|
Для них это было развлечением, поэтому меня не убили сразу, навалившись со всех сторон. Дикари нападали по одному, проверяя свою доблесть. Один-два удара, с разных направлений, но я начинал уставать.
Моя лошадь убежала вслед за Родериком, лошадь Кутберта увели дикари, а на своих двоих мне не убежать. Меня накрыло отчаяние и осознание скорой смерти. Впервые за всю жизнь.
Я отбил ещё один удар гаэльского копья, полоснул по ноге дикаря, краем глаза увидел летящую сверху дубинку, подставил меч под удар, но тот сломался. В руке у меня остался обломок, длиной с ладонь, ни на что не годный. Я выругался, а дикари гадко засмеялись. Я бросил обломок в атакующего язычника, упал на землю, пытаясь схватить лежащее в траве копьё, но получил сапогом по руке, а затем меня стукнули дубинкой по голове и я отключился.
Я проснулся от того, что мы остановились. Я лежал, связанный по рукам и ногам, на крупе лошади Кутберта, рядом с мёртвым гаэлом. Из седельной сумки пахло лепёшками, а от мертвеца пахло кровью и потом.
Дикари остановились возле одного из каменных столбов, что иногда встречались в холмах. Кто-то говорил, что это столбы дьявола, кто-то говорил, что их поставили древние люди, но никто не мог объяснить, зачем они стояли посреди вересковых пустошей.
Я притворился спящим, когда один из гаэлов, старый воин, исполосованный шрамами, подошёл к лошади. На мгновение я подумал, что меня хотят принести в жертву или использовать в нечестивых ритуалах у подножия столба, но дикарь достал из сумки пару лепёшек и оставил их как подношение.
Гаэлы расселись у подножия, негромко переговариваясь на своём языке, достали из сумок свои нехитрые припасы и принялись за еду.
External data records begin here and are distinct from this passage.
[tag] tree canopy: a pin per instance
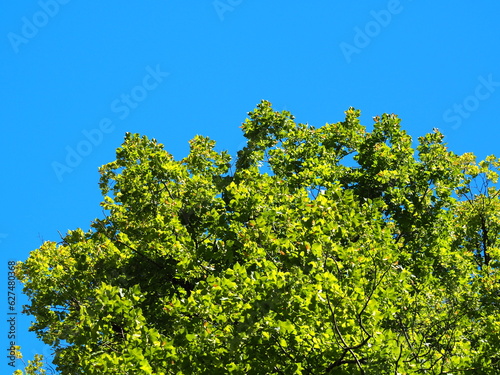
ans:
(329, 250)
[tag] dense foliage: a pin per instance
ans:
(331, 250)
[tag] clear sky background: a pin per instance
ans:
(76, 75)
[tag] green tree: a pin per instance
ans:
(331, 250)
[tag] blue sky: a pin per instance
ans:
(75, 76)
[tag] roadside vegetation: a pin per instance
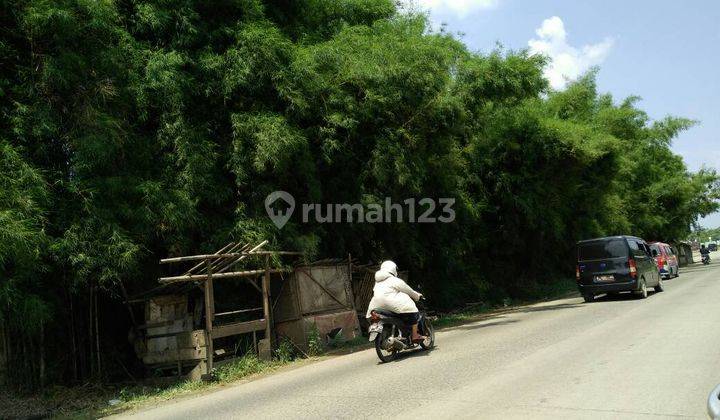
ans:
(131, 131)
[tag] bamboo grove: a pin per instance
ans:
(131, 130)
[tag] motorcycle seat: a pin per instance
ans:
(383, 312)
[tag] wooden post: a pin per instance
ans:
(266, 302)
(209, 315)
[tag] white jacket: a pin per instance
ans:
(392, 294)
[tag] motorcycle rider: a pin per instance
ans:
(704, 252)
(392, 294)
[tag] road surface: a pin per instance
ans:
(613, 358)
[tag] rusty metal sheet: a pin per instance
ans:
(323, 288)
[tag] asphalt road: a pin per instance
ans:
(613, 358)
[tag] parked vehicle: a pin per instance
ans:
(616, 264)
(391, 333)
(714, 403)
(665, 259)
(706, 259)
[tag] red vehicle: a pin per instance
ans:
(665, 259)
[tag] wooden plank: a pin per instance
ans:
(238, 328)
(200, 277)
(237, 260)
(240, 311)
(209, 314)
(190, 339)
(207, 256)
(175, 355)
(230, 246)
(266, 302)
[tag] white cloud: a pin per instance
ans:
(567, 62)
(459, 8)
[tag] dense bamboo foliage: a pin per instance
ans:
(133, 130)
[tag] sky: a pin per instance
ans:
(666, 52)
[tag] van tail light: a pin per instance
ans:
(661, 261)
(633, 268)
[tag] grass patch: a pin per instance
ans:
(552, 290)
(134, 396)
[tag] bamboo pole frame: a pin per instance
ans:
(215, 266)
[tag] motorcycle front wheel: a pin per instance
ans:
(384, 355)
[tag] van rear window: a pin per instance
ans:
(600, 250)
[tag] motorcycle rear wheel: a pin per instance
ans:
(429, 332)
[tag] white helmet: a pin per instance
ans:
(389, 267)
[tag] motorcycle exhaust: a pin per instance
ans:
(396, 343)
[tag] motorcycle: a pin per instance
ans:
(392, 334)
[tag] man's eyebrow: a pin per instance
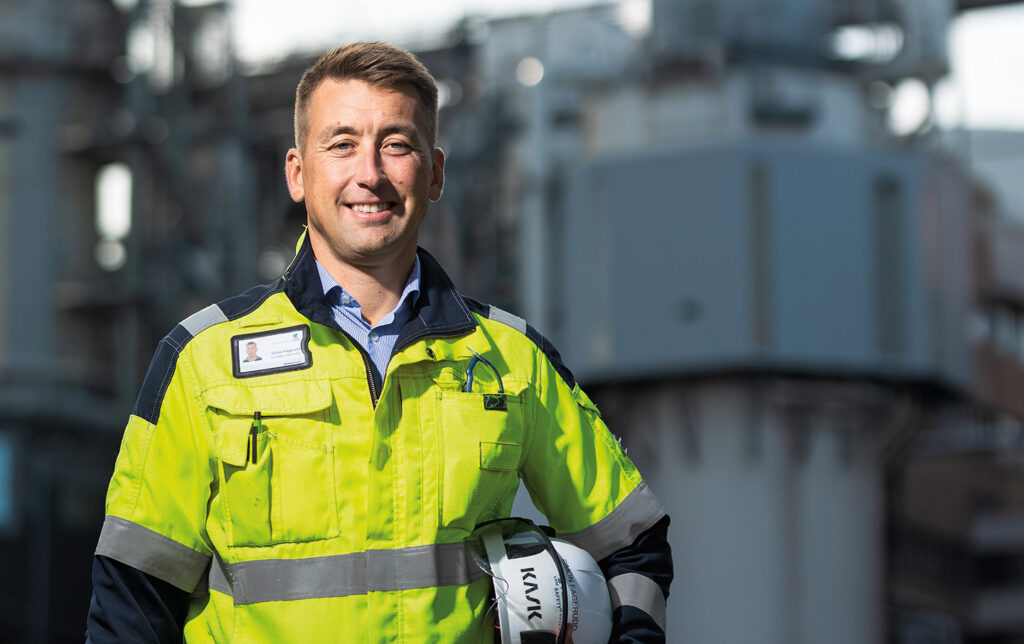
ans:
(403, 129)
(334, 130)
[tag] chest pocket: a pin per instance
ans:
(480, 447)
(276, 474)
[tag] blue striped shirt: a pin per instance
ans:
(377, 341)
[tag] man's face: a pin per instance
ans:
(367, 172)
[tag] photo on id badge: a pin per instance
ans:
(271, 351)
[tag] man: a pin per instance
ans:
(326, 497)
(252, 352)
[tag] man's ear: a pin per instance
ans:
(436, 175)
(293, 173)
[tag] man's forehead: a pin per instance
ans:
(342, 104)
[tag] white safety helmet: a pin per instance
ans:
(547, 591)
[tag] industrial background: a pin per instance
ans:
(828, 393)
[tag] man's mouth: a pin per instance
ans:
(372, 208)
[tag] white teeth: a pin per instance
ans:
(369, 207)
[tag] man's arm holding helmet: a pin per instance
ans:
(594, 497)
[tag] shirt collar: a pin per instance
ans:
(334, 292)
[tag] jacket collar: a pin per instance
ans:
(439, 310)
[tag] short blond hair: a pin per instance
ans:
(377, 63)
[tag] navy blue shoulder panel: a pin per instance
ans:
(534, 335)
(158, 377)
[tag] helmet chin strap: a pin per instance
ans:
(494, 545)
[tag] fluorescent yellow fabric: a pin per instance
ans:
(336, 475)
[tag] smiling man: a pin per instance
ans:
(327, 492)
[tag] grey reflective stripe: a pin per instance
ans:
(506, 317)
(215, 578)
(152, 553)
(636, 590)
(355, 573)
(636, 513)
(201, 320)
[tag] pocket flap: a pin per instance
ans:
(232, 441)
(272, 399)
(502, 457)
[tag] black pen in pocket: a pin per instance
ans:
(254, 434)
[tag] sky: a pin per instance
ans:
(983, 91)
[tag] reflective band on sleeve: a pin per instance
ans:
(152, 553)
(201, 320)
(506, 317)
(640, 592)
(636, 513)
(355, 573)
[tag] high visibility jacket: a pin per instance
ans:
(299, 504)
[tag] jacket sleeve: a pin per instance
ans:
(593, 496)
(639, 576)
(129, 605)
(153, 548)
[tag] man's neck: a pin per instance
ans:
(377, 288)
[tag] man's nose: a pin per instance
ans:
(371, 173)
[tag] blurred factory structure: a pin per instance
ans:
(808, 330)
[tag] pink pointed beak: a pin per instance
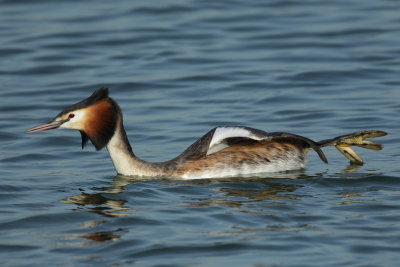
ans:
(46, 126)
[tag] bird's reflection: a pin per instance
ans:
(110, 202)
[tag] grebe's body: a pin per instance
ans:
(222, 152)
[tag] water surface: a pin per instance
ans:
(178, 69)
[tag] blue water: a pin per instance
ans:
(177, 69)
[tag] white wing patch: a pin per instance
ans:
(221, 133)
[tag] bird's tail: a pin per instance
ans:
(343, 143)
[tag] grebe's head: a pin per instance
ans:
(95, 117)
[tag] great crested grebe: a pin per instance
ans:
(222, 152)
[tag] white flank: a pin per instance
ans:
(248, 170)
(221, 133)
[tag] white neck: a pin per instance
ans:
(125, 162)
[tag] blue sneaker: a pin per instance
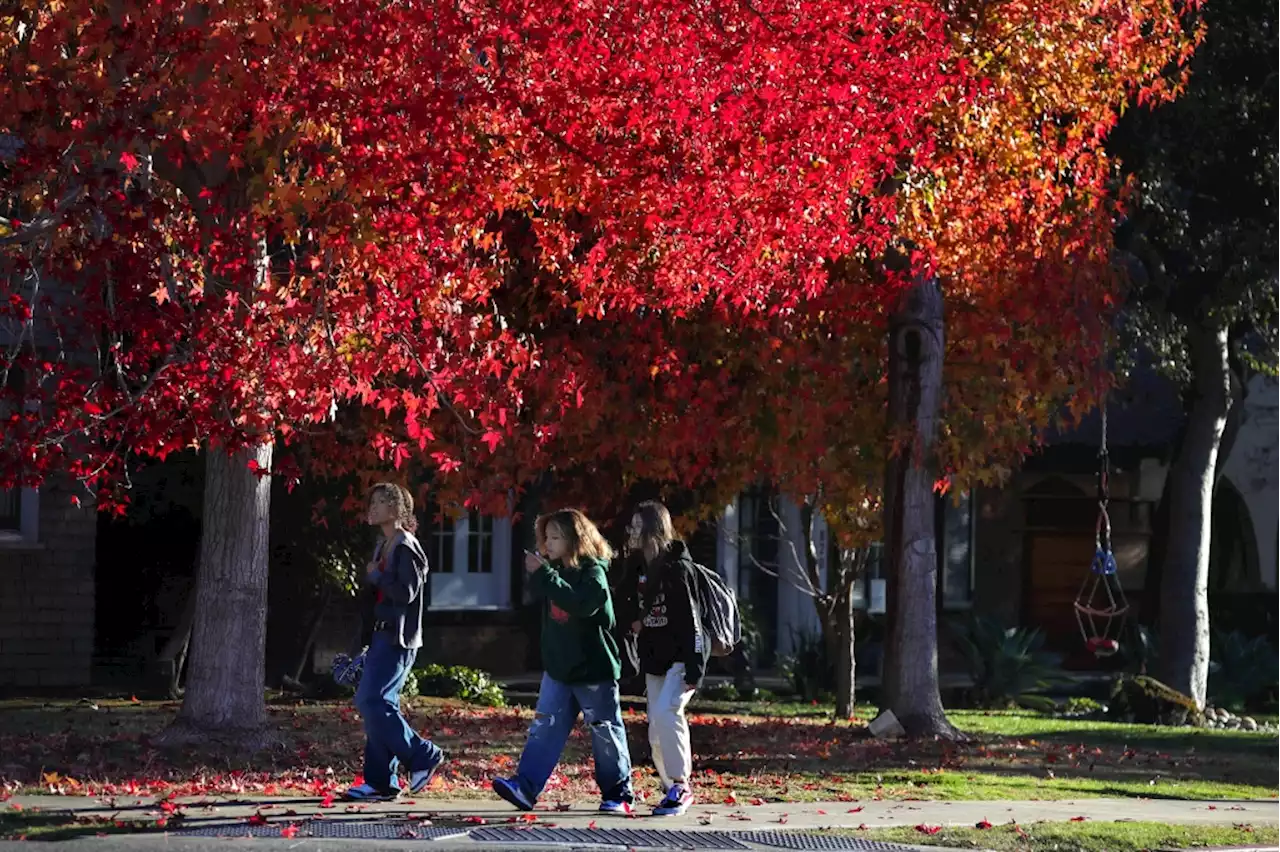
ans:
(420, 778)
(612, 806)
(677, 801)
(370, 793)
(510, 791)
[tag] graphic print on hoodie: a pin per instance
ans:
(670, 622)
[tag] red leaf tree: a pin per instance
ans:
(222, 221)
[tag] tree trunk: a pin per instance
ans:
(1184, 582)
(842, 615)
(225, 679)
(910, 674)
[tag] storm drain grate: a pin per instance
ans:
(822, 842)
(336, 829)
(630, 838)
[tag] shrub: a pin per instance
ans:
(1082, 706)
(460, 682)
(809, 669)
(721, 692)
(1243, 672)
(1008, 664)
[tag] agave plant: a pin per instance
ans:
(1009, 664)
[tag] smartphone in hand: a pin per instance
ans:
(533, 560)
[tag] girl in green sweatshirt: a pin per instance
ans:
(580, 662)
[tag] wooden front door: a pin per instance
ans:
(1056, 566)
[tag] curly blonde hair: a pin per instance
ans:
(400, 498)
(584, 539)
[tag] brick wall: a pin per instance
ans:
(46, 598)
(502, 642)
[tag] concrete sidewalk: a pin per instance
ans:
(743, 816)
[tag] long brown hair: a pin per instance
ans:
(656, 527)
(584, 539)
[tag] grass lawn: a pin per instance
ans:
(777, 752)
(1083, 837)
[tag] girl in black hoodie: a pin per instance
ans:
(659, 601)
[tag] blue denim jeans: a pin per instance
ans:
(557, 710)
(389, 740)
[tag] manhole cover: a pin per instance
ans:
(343, 829)
(629, 838)
(812, 841)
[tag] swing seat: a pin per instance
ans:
(1102, 646)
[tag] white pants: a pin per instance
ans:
(668, 728)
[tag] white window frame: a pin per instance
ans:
(27, 535)
(465, 589)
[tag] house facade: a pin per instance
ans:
(46, 587)
(1020, 552)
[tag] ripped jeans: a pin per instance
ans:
(557, 710)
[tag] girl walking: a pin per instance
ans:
(580, 662)
(398, 580)
(662, 601)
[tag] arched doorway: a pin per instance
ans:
(1057, 549)
(1233, 557)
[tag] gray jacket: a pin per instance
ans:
(403, 591)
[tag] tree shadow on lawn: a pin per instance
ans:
(110, 747)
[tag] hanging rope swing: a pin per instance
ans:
(1101, 607)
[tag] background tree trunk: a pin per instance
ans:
(842, 627)
(1184, 578)
(910, 674)
(225, 677)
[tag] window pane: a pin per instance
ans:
(480, 544)
(958, 544)
(10, 509)
(442, 545)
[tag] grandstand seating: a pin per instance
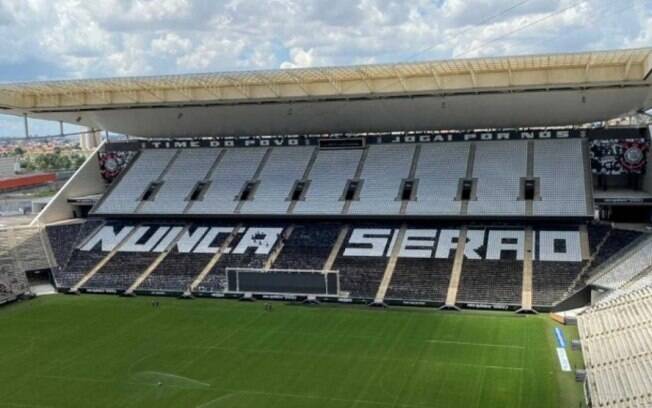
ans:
(189, 167)
(554, 161)
(120, 272)
(616, 344)
(328, 176)
(384, 169)
(420, 279)
(237, 167)
(284, 167)
(215, 280)
(491, 282)
(62, 239)
(435, 170)
(125, 196)
(64, 243)
(551, 280)
(499, 167)
(307, 247)
(439, 170)
(628, 268)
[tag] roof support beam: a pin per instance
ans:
(435, 77)
(366, 80)
(334, 83)
(243, 89)
(273, 88)
(401, 79)
(628, 66)
(299, 83)
(474, 80)
(587, 69)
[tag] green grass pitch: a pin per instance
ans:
(107, 351)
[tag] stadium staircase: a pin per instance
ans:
(104, 261)
(207, 178)
(209, 266)
(255, 178)
(279, 247)
(456, 273)
(526, 302)
(152, 267)
(389, 269)
(413, 170)
(330, 261)
(304, 179)
(356, 178)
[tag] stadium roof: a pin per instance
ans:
(532, 90)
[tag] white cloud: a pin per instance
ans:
(45, 39)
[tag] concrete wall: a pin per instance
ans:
(87, 180)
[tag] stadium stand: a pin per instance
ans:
(215, 280)
(616, 346)
(126, 194)
(284, 167)
(384, 168)
(178, 269)
(263, 181)
(234, 170)
(439, 170)
(628, 268)
(498, 168)
(491, 271)
(554, 161)
(491, 281)
(308, 246)
(62, 239)
(189, 168)
(328, 176)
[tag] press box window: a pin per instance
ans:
(298, 191)
(529, 188)
(408, 188)
(351, 190)
(467, 189)
(197, 193)
(247, 191)
(151, 191)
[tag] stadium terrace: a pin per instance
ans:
(484, 183)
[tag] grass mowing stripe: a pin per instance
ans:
(224, 354)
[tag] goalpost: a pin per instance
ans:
(294, 282)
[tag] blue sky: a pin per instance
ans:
(54, 39)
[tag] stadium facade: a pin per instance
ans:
(471, 183)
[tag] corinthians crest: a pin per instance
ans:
(619, 156)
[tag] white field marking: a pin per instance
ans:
(232, 392)
(190, 382)
(476, 344)
(334, 355)
(18, 404)
(224, 397)
(107, 381)
(223, 340)
(316, 397)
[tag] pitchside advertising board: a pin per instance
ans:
(388, 138)
(481, 244)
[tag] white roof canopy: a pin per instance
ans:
(614, 82)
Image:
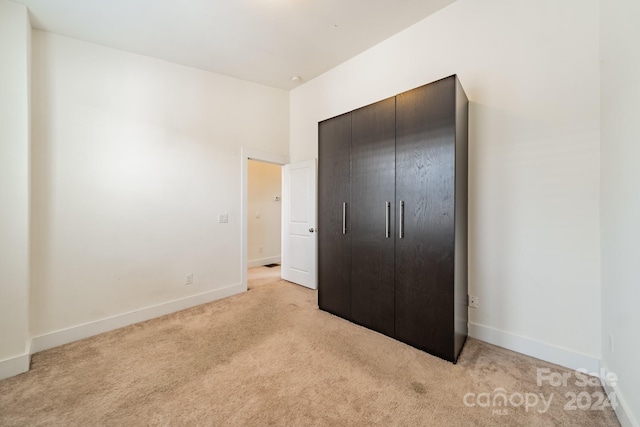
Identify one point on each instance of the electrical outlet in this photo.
(473, 301)
(611, 348)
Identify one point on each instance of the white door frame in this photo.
(247, 154)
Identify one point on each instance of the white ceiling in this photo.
(264, 41)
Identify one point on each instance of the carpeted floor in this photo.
(270, 357)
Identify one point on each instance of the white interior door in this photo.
(299, 237)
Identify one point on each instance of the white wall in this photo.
(530, 69)
(133, 160)
(15, 31)
(264, 213)
(620, 200)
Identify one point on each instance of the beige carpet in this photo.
(270, 357)
(259, 276)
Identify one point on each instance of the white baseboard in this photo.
(625, 417)
(14, 366)
(75, 333)
(263, 261)
(539, 350)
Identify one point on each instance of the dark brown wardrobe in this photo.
(392, 217)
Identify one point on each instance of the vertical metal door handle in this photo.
(344, 218)
(401, 232)
(387, 212)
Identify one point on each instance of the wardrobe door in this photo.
(372, 215)
(334, 234)
(425, 182)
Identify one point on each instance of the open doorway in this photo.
(264, 221)
(249, 156)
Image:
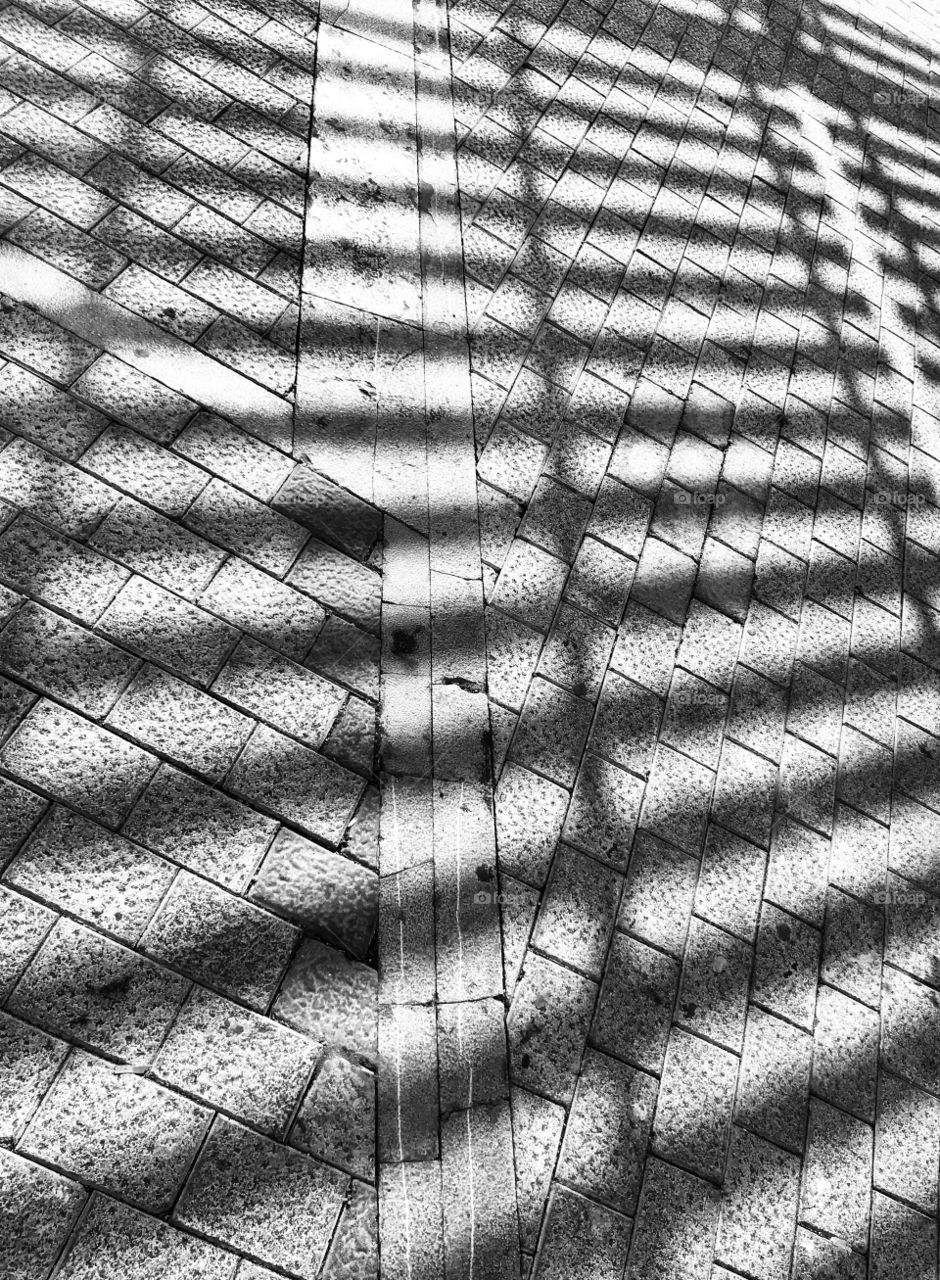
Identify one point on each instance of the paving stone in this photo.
(551, 732)
(42, 1207)
(118, 1132)
(347, 654)
(64, 661)
(23, 926)
(407, 1084)
(909, 1040)
(576, 652)
(665, 580)
(537, 1129)
(140, 466)
(76, 865)
(529, 813)
(14, 703)
(529, 584)
(853, 946)
(113, 1235)
(646, 648)
(91, 768)
(599, 580)
(45, 415)
(236, 1060)
(710, 645)
(471, 1054)
(603, 810)
(338, 583)
(693, 1116)
(607, 1132)
(744, 794)
(758, 1207)
(58, 571)
(40, 483)
(635, 1006)
(657, 897)
(200, 827)
(578, 909)
(820, 1258)
(264, 607)
(891, 1224)
(797, 872)
(480, 1139)
(329, 999)
(220, 940)
(786, 964)
(159, 549)
(547, 1027)
(847, 1051)
(91, 990)
(150, 621)
(906, 1136)
(675, 1226)
(354, 1251)
(774, 1083)
(19, 812)
(626, 723)
(410, 1208)
(712, 996)
(836, 1188)
(406, 935)
(676, 799)
(328, 895)
(582, 1239)
(269, 686)
(178, 721)
(261, 1198)
(730, 882)
(28, 1064)
(295, 782)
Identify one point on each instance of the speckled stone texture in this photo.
(331, 999)
(41, 1208)
(115, 1239)
(117, 1130)
(220, 940)
(264, 1200)
(236, 1061)
(337, 1118)
(331, 896)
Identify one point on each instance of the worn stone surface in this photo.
(117, 1130)
(290, 1225)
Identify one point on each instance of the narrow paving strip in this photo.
(702, 264)
(190, 618)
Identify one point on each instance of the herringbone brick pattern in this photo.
(701, 250)
(188, 680)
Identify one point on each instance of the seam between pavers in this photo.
(142, 344)
(445, 549)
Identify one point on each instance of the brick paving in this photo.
(469, 680)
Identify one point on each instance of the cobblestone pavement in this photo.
(614, 951)
(702, 254)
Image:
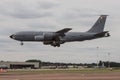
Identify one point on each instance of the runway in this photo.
(62, 76)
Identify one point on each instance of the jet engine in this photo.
(45, 37)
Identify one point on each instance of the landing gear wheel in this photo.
(21, 43)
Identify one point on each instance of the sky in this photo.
(53, 15)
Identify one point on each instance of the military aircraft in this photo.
(57, 38)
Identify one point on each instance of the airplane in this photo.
(57, 38)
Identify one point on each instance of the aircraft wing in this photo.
(65, 30)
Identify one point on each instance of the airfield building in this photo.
(19, 65)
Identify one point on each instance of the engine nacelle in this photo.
(107, 35)
(39, 38)
(47, 42)
(49, 36)
(45, 37)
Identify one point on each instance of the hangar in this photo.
(19, 65)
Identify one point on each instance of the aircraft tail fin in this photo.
(99, 25)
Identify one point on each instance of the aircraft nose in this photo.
(12, 36)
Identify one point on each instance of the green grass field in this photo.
(46, 71)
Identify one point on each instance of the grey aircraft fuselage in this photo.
(62, 36)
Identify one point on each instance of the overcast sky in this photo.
(53, 15)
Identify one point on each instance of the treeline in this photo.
(100, 64)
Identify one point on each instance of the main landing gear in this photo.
(21, 43)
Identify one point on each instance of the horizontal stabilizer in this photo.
(103, 34)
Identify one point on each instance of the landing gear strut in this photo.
(21, 43)
(55, 44)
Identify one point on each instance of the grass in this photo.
(50, 71)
Я же наблюдал, выжидая подходящего момента. Теперь дикари выглядели как обычные люди, пусть и непохожие на меня. Они заплетали волосы, я был коротко подстрижен. Они отращивали бороды, у нас было принято бриться. Они красили лица углём перед битвой, а мы боялись, что Господь не узнает наши лица после смерти. С другой стороны, это всё обычаи, а если их отбросить — оказывалось, что у нас одинаково светлые волосы и глаза, прямые носы и тонкие губы, и если гаэла подстричь, или южанина заставить отрастить шевелюру — становилось трудно отличить одного от другого.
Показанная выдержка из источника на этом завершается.